## This will be our initial attempt to develop a script to scrape the website of choice.

In [None]:
import requests
import os
from tqdm import tqdm
from bs4 import BeautifulSoup as bs
from urllib.parse import urljoin, urlparse

def is_valid(url):
    """
    Checks whether `url` is a valid URL.
    """
    parsed = urlparse(url)
    return bool(parsed.netloc) and bool(parsed.scheme)

def get_all_images(url):
    """
    Returns all image URLs on a single `url`
    """
    soup = bs(requests.get(url).content, "html.parser")
    
    urls = []
    for img in tqdm(soup.find_all("img"), "Extracting images"):
        img_url = img.attrs.get("src")
        if not img_url:
            # if img does not contain src attribute, just skip
            continue
        
        # make the URL absolute by joining domain with the URL that is just extracted
        img_url = urljoin(url, img_url)
        
        try:
            pos = img_url.index("?")
            img_url = img_url[:pos]
        except ValueError:
            pass
        
        # finally, if the url is valid
        if is_valid(img_url):
            urls.append(img_url)
    return urls

def download(url, pathname):
    """
    Downloads a file given an URL and puts it in the folder `pathname`
    """
    # if path doesn't exist, make that path dir
    if not os.path.isdir(pathname):
        os.makedirs(pathname)
    # download the body of response by chunk, not immediately
    response = requests.get(url, stream=True)
    # get the total file size
    file_size = int(response.headers.get("Content-Length", 0))
    # get the file name
    filename = os.path.join(pathname, url.split("/")[-1])
    # progress bar, changing the unit to bytes instead of iteration (default by tqdm)
    progress = tqdm(response.iter_content(1024), f"Downloading {filename}", total=file_size, unit="B", unit_scale=True, unit_divisor=1024)
    with open(filename, "wb") as f:
        for data in progress.iterable:
            # write data read to the file
            f.write(data)
            # update the progress bar manually
            progress.update(len(data))

"""
 "main" is the function that is actually scraping and downloading the images off a specified website
 input: a url and a directory path
 output/result: images are downloaded into specific folder
 everything above is used in main
"""           
def main(url, path):
    # get all images
    imgs = get_all_images(url)
    for img in imgs:
        # for each image, download it
        download(img, path)

"""
example of how to run main to download images      
main("https://www.csulb.edu/college-of-education", "C:\\Users\\hanse\\Documents\\Github\\Algorithmic-Bias\\Web-Scraping\\image-folder")
"""

In [4]:
from bs4 import BeautifulSoup
import requests

def get_embedded_url(url):
    """
    extracts all links embedded in 'url' that contain "college-of-education"
    stores the links in the list 'observed_links'
    """
    page = requests.get(url)    
    data = page.text
    soup = BeautifulSoup(data)

    # this is creating the list of urls that are embedded in college of ed homepage that we want to look into
    observed_links = []
    for link in soup.find_all('a'):
        if 'college-of-education' in link.get('href'):
            if 'https://www.csulb.edu' in link.get('href'):
                observed_links.append(link.get('href'))
            elif link.get('href')[:1] == '/':
                https_concat = 'https://www.csulb.edu'+(link.get('href'))
                observed_links.append(https_concat)
    observed_links = list(set(observed_links))
    return observed_links

In [None]:
'''
get all links embedded in "https://www.csulb.edu/college-of-education w/ the condition that 
it has "college-of-education" in the url

store the links in a list, "observed_links"
''' 
observed_links = get_embedded_url("https://www.csulb.edu/college-of-education")

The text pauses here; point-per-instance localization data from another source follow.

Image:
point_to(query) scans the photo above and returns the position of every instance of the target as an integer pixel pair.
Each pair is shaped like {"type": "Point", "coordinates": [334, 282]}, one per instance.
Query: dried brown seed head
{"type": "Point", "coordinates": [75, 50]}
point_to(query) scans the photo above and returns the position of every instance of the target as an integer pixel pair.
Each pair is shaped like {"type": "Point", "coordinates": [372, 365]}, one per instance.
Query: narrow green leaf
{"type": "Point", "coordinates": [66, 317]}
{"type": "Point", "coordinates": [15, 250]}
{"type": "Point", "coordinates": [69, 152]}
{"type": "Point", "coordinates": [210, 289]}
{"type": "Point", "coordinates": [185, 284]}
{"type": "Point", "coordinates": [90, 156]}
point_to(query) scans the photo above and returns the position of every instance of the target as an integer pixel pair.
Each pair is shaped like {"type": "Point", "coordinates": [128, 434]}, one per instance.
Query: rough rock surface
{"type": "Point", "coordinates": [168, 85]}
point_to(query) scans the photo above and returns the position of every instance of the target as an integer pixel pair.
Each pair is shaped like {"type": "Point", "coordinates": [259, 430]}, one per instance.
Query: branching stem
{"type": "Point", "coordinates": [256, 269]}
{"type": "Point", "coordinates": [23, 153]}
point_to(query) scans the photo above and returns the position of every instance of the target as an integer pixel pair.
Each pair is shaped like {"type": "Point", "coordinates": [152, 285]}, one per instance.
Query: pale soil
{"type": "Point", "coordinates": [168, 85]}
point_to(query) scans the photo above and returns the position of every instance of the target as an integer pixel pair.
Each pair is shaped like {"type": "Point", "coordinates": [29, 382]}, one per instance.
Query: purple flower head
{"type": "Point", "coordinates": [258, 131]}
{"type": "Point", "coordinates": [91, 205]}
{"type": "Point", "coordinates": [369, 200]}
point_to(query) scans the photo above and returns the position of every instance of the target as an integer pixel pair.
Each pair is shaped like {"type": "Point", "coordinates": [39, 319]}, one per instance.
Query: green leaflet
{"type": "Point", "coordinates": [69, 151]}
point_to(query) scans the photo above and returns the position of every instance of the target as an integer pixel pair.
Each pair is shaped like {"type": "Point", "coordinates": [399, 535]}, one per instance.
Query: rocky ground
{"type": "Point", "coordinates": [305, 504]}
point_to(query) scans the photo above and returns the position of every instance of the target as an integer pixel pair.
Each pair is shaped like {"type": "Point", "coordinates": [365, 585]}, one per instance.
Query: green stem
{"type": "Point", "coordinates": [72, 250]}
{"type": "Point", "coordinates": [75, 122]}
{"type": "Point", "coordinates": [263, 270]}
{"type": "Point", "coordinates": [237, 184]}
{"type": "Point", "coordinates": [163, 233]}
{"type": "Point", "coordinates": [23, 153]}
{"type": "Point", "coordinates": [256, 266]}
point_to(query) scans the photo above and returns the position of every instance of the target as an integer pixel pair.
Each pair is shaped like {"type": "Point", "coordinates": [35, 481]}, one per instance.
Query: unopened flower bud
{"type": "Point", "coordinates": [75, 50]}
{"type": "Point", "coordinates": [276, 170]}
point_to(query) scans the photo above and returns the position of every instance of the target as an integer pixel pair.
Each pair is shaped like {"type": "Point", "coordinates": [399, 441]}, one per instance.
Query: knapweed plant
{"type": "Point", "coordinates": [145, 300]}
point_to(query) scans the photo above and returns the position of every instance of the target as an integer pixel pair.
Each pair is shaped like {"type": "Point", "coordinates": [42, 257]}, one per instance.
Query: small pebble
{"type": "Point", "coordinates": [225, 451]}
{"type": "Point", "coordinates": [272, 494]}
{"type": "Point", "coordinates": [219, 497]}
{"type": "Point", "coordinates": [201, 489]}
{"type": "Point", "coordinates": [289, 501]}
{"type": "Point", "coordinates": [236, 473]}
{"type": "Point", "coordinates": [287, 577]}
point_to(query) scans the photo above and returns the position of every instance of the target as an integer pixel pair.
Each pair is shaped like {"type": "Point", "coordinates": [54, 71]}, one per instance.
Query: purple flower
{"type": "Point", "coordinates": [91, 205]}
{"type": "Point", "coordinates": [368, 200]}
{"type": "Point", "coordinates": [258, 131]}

Next block is only for inspection purposes,user can skip to the next block

In [None]:
# display the list of links generated above, what does it "physically" look like?
display(observed_links)

# display the number of links that were extracted using get_embedded_url
display(len(observed_links))

# count the number of "valid" or executable links in the observed
count = 0
for i in observed_links:
    if is_valid(i):
        count += 1
count

### Image Download
The following code block is where I actually begin to download images.
The loop goes through the list of interest developed, "observed_links", above and runs "main" to get the image on the url specified (Note: the url specified is inside the list "observed_links")

In [None]:
for i in range(len(observed_links)):
    main(observed_links[i], "C:\\Users\\hanse\\Documents\\Github\\Algorithmic-Bias\\Web-Scraping\\image-folder")

Next block is only for inspection purposes,user can skip to the next block

In [29]:
# count the files in the folder that was the target of my downloads
dir_path = "C:\\Users\\hanse\\Documents\\Github\\Algorithmic-Bias\\Web-Scraping\\image-folder"
count = 0
# Iterate directory
for path in os.listdir(dir_path):
    # check if current path is a file
    if os.path.isfile(os.path.join(dir_path, path)):
        count += 1
print('File count:', count)

File count: 82


The process above yields 81 searchable College of Education webpages and 82 image downloads. 1 image is actually repeated 4x so the net total image downloads for the identified webpages is effectively 78.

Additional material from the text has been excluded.